Il BRUTO continuò a tagliuzzare il top rendendolo inefficace a nascondere le copiose mammelle di Giulia. Sode e ben proporzionate, aureola perfetta ed un capezzolo che ti avrebbe inchiodato al muro. Poi scendendo tagliò ad uno ad uno tutti i bottoni che componevano l'allacciatura del vestito e con un gesto fulmineo divaricò i lembi aprendosi la vista su quello splendido ventre piatto e sulle metandine di pizzo rosa che Giulia portava disinvolta e fiera ma che a malapena nascondevano le labbra carnose di quella accogliente vulva.

La mano destra continuava a fare capolino sulla patta e si menava quel l'arnese nascoso tra le pieghe dei jeans. Il bruto non resistette e maldestramente si sbottonò i pantaloni e li calò assieme alle mutande luride fino a mezza gamba, mostrando tutta la virilità che un attimo prima era costretta al buio. Un cazzo ricurvo a sinistra e di una forma strana, gonfio da metà tronco alla cappella ma alla radice si stringeva.

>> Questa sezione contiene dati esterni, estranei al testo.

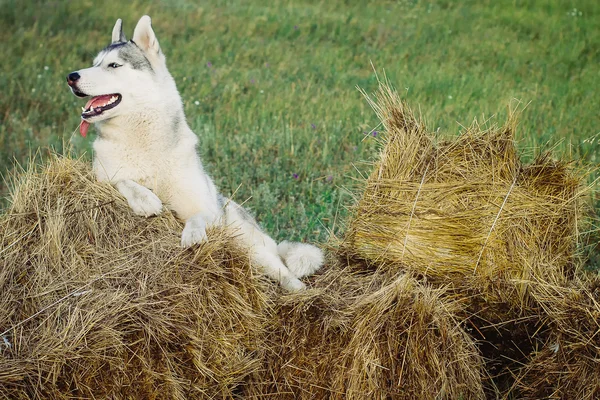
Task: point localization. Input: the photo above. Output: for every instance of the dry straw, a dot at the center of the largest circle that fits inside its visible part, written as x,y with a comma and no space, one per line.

– La troia ha già la fica bagnata. hahaha guardate un po'. – Tutti scoppiarono in una sonora risata.
Quello che si era dedicato alla ferita riuscì a fermare il sangue ed ora con il membro in bella vista teneva la testa di Giulia tentando di costringerla a succhiarglielo.
-Vaffanculo stronzo! scordatelo- disse a denti stretti e contemporaneamente cercò di stringere fra loro le ginocchia per chiudere la porta a quello che già probabilmente immaginava sarebbe accaduto.